Ao reconhecer que para reduzir a taxa de juros e crescer mais é necessário implementar
tudo que atacava (quando se dizia, “contra isso tudo que está aí”), o governo atual assume que é
responsável pelo o que o Brasil deixou de crescer no passado. Deixando de lado as bravatas de
crescimentos milagrosos que o PT já prometeu caso fosse responsável pela política econômica, e
considerando o modesto crescimento de 4% prometido pelo Ministro Malan caso se fizessem as
reformas, é possível calcular o valor dessa (ir)responsabilidade.
O Brasil cresceu 19,82% nos 8 anos de FHC, cerca de 2,29% ao ano. Nos únicos 2 anos
em que as crises internacionais não nos abalaram, mesmo com reformas inacabadas, crescemos
um pouco acima de 4%. Nos demais anos, faltou crescimento para completar os 4%. Fazendo a
conta dessas diferenças ano a ano, e acumulando-as a preços de 2002, este valor alcança a
expressiva soma de 701 bilhões, 762 milhões e 100 mil reais, quantia mais do que suficiente para
pagar a dívida pública.
Caso houvéssemos contado com a colaboração patriótica e não com bravatas da oposição
e tivéssemos crescido a 4% ao ano durante a era FHC, o PIB brasileiro de 2002 teria sido de R$
1,52 trilhões, e não os R$ 1,32 trilhões recentemente anunciados pelo IBGE. Considerando a
relação emprego por produto de 2001, estaríamos gerando mais 3 milhões, 726 mil empregos,
com os 200 bilhões desperdiçados apenas neste último ano.
Como tem obrigação de reconhecer conhecido colunista, crítico da ekipeconômica: foi o
PT, e não o Ministro Malan, quem tungou o povo brasileiro.
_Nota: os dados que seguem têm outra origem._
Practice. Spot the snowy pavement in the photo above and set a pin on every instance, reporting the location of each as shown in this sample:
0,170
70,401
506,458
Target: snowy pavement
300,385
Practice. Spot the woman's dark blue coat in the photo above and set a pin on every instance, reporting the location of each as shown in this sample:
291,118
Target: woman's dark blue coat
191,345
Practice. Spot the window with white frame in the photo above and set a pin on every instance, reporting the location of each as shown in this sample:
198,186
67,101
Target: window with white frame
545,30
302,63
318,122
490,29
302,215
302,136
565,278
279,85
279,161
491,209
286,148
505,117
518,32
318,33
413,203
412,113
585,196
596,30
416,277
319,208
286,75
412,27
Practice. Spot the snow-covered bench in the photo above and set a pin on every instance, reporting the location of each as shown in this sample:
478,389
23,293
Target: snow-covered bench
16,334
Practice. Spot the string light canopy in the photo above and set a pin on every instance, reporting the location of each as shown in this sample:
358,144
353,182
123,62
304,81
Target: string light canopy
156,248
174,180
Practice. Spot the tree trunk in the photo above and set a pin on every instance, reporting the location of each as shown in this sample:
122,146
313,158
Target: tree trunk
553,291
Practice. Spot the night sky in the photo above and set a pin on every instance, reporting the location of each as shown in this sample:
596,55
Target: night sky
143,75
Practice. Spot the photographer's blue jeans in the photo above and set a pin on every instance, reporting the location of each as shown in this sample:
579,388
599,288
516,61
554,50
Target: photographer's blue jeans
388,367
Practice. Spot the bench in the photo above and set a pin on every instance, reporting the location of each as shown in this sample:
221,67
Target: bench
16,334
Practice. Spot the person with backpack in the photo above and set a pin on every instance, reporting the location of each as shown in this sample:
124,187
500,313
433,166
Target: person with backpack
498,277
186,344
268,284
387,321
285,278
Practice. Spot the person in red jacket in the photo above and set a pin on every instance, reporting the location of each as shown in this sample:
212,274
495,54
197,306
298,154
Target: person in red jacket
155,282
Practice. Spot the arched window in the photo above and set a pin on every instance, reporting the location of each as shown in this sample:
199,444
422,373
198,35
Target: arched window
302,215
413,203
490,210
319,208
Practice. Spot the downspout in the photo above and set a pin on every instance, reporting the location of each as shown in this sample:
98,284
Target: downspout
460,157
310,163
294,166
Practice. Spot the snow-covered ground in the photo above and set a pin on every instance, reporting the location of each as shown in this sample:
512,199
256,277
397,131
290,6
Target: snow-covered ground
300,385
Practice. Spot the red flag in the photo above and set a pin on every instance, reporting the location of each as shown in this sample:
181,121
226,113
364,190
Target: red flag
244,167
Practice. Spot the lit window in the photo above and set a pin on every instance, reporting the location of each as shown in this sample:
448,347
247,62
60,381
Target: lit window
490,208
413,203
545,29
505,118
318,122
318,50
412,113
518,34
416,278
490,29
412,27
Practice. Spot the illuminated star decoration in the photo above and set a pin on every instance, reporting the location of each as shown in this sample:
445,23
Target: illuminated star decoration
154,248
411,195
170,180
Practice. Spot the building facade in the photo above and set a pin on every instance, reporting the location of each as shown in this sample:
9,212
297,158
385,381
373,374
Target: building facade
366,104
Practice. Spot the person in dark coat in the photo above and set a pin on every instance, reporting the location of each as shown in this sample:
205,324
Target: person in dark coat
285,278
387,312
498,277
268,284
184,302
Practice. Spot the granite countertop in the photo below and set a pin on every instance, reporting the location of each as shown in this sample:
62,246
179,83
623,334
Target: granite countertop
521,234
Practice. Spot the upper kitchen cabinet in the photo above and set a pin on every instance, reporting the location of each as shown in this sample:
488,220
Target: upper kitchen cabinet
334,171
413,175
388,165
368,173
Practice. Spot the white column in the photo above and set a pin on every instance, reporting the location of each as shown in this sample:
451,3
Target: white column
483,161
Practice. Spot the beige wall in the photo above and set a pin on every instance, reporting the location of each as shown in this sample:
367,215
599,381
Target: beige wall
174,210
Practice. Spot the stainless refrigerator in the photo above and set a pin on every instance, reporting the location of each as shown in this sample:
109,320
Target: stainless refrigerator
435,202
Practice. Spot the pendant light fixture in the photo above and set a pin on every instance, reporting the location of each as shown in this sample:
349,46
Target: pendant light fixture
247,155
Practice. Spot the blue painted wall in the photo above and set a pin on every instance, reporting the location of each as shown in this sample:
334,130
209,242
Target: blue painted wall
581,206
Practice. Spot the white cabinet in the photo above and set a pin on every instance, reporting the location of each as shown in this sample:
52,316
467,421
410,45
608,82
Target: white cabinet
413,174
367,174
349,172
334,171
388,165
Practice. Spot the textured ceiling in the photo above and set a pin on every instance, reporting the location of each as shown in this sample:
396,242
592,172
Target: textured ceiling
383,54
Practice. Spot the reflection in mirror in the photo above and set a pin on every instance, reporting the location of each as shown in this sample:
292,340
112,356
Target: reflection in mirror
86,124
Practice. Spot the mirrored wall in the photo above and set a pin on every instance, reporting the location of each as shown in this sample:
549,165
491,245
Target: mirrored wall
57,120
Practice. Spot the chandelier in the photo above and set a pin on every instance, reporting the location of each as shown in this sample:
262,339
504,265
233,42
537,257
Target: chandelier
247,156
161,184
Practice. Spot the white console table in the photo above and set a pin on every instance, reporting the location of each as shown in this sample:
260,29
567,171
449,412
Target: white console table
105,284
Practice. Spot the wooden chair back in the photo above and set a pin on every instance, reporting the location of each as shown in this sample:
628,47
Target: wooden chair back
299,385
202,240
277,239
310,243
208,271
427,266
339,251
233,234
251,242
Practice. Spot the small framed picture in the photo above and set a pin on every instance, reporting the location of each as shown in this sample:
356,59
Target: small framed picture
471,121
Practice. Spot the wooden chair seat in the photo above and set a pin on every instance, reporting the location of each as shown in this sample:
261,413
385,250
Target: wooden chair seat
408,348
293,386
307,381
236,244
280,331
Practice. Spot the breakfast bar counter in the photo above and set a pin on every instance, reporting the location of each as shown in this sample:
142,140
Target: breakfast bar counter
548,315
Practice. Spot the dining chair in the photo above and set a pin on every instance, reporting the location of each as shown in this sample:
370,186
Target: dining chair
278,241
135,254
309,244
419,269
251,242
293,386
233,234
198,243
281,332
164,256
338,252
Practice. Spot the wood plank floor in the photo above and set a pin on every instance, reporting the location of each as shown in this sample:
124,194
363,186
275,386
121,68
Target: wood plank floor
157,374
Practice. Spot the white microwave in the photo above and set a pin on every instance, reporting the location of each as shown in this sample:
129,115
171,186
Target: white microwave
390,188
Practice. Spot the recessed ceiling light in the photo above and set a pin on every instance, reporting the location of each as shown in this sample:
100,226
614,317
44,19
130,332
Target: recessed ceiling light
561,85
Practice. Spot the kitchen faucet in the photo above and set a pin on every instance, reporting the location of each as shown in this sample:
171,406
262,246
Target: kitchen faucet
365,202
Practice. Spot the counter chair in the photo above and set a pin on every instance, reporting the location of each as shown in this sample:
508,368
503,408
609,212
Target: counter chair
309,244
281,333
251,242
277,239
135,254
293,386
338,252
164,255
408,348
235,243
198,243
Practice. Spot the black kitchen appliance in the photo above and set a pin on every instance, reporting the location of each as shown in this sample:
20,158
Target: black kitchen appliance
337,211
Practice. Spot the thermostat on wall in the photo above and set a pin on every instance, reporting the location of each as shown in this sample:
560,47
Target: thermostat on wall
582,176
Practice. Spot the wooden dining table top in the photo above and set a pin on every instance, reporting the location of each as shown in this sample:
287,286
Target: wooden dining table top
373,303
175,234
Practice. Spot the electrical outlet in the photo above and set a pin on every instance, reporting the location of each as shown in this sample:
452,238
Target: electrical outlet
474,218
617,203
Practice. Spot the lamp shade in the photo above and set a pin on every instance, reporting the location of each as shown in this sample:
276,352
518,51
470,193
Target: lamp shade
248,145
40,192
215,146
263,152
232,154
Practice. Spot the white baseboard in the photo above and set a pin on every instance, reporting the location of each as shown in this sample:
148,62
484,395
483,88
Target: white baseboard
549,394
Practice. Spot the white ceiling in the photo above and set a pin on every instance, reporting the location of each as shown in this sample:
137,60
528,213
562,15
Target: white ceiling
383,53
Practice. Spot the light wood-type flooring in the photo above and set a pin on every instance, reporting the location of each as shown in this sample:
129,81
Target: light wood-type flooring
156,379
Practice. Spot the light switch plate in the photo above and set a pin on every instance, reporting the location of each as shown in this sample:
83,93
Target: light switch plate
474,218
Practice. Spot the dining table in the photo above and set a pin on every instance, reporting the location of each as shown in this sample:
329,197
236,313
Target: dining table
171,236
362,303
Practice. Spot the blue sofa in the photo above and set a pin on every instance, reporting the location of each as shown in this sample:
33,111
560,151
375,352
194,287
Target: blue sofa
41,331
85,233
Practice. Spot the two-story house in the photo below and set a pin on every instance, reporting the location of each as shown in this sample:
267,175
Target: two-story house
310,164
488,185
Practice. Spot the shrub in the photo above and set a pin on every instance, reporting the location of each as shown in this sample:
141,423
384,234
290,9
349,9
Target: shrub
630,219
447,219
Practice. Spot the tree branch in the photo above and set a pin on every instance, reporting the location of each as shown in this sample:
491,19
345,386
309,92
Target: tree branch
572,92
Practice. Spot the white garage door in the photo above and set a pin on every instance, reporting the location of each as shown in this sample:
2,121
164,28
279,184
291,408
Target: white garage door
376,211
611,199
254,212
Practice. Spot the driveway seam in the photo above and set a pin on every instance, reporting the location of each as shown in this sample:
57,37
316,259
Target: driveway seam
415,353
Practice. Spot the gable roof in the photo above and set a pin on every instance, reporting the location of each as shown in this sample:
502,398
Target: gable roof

Mas, antes tarde do que nunca, os
atuais governantes reconheceram o quanto estiveram enganando o povo brasileiro. Como disse,
em recente artigo, o ex-presidente do Banco Central Gustavo Franco, execrado pela oposição:
Santa (e Bendita) Incoerência. Que os partidos, outrora base do governo FHC, não sejam
incoerentes com o que apoiavam no passado e dêm suporte as reformas que sempre pregaram,
permitindo que o novo governo salde sua dívida com o povo brasileiro.